La Cour de cassation apporte une précision majeure : le médecin du travail peut déclarer un salarié inapte au cours d’un examen organisé à l’initiative de l’employeur, même si le contrat est encore suspendu et malgré la production de nouveaux arrêts de travail.
Les faits :
Le salarié est en arrêt maladie depuis le 2 septembre 2020 avec différentes prolongations couvrant la période du 12 janvier 2023 au 2 mars 2023.

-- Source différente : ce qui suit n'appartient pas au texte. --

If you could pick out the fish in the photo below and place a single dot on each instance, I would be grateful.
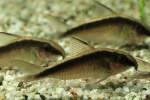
(116, 31)
(28, 49)
(96, 63)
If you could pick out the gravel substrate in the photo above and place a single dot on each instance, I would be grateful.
(32, 17)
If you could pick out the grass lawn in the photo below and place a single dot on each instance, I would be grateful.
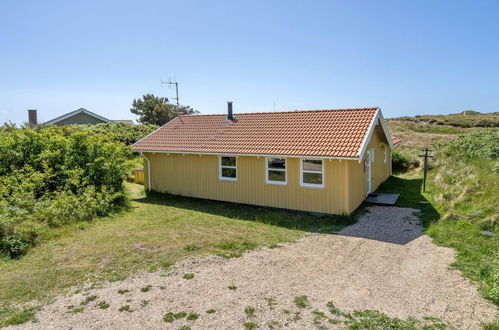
(158, 231)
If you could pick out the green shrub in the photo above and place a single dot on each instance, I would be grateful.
(49, 177)
(120, 132)
(13, 247)
(400, 162)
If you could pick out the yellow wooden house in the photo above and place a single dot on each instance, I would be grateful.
(324, 161)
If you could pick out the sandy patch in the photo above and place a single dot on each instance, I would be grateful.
(383, 262)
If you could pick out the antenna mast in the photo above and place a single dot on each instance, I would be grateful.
(170, 83)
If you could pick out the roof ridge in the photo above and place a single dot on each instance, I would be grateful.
(285, 111)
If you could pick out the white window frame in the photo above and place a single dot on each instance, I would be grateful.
(311, 185)
(285, 170)
(220, 167)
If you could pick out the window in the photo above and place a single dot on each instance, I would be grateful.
(228, 168)
(275, 169)
(312, 173)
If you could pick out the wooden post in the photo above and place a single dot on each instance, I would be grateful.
(426, 155)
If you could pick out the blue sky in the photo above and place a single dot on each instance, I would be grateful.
(408, 57)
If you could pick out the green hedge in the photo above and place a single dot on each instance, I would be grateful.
(51, 176)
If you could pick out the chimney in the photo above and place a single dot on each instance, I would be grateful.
(32, 117)
(230, 116)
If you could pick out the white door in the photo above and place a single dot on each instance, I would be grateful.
(369, 157)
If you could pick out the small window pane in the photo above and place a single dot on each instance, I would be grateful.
(229, 172)
(277, 176)
(278, 163)
(229, 161)
(312, 178)
(312, 165)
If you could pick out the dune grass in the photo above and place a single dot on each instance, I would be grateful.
(460, 201)
(159, 231)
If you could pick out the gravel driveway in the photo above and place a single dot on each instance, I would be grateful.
(383, 262)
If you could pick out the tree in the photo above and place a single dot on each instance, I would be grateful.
(157, 110)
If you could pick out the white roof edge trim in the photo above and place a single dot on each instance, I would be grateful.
(75, 112)
(378, 116)
(236, 154)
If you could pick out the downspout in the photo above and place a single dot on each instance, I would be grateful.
(148, 171)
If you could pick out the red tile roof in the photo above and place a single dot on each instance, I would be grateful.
(328, 133)
(396, 140)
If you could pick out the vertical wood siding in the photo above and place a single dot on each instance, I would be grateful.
(357, 177)
(197, 176)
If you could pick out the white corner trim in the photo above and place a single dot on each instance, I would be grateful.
(311, 185)
(377, 117)
(279, 183)
(78, 111)
(220, 177)
(148, 172)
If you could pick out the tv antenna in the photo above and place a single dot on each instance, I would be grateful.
(170, 83)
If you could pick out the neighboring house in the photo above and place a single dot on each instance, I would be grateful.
(123, 121)
(323, 161)
(80, 116)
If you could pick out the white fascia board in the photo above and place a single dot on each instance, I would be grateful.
(377, 117)
(236, 155)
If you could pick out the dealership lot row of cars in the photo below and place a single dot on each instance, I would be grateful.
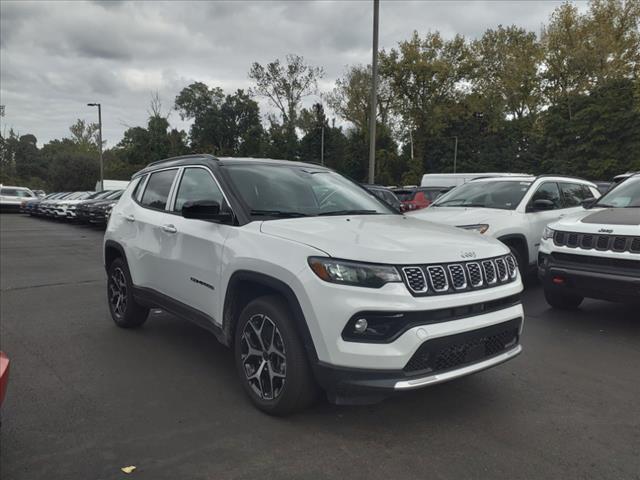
(84, 207)
(333, 289)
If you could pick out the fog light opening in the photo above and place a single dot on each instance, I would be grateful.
(361, 325)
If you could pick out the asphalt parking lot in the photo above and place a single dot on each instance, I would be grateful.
(86, 398)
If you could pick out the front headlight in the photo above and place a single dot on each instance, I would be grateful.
(480, 227)
(353, 273)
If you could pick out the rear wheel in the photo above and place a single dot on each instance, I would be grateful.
(125, 311)
(561, 300)
(270, 359)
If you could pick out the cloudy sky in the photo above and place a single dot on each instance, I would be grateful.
(57, 56)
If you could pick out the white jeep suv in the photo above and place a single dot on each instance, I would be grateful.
(512, 209)
(310, 279)
(595, 253)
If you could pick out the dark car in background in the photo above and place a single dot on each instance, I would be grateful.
(418, 197)
(386, 195)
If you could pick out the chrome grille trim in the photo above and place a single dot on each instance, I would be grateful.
(442, 284)
(456, 271)
(474, 270)
(414, 275)
(489, 270)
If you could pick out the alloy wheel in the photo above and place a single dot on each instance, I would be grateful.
(263, 357)
(118, 292)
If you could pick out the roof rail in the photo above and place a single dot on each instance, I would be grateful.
(181, 157)
(563, 176)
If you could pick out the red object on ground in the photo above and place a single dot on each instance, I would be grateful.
(4, 375)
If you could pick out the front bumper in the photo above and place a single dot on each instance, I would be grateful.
(436, 361)
(590, 275)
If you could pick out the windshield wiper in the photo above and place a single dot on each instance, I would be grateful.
(349, 212)
(277, 213)
(442, 204)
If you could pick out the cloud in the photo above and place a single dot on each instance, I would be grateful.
(57, 56)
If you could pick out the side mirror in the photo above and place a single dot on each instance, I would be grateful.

Le 8 février 2023, l’employeur décide d’organiser une visite médicale de reprise fixée au 6 mars 2023. Le salarié accepte de se rendre à la visite médicale à l’issue de laquelle il est déclaré inapte. Entre temps, l’arrêt de travail est prolongé du 2 mars au 7 septembre 2023
Le salarié saisit alors la juridiction prud’homale pour contester la validité de l’avis d’inaptitude rendu pendant son arrêt de travail, puis la Cour d’appel et enfin la Cour de cassation.
La décision :
La Cour de cassation rejette le pourvoi et approuve la Cour d’appel. Elle en déduit que le médecin du travail peut constater l’inaptitude d’un salarié à son poste dans le cadre d’un examen réalisé sur le fondement de l’article R. 4624-31 du Code du travail, « peu important que l’examen médical ait lieu pendant la suspension du contrat de travail et nonobstant l’envoi par le salarié de nouveaux arrêts de travail ».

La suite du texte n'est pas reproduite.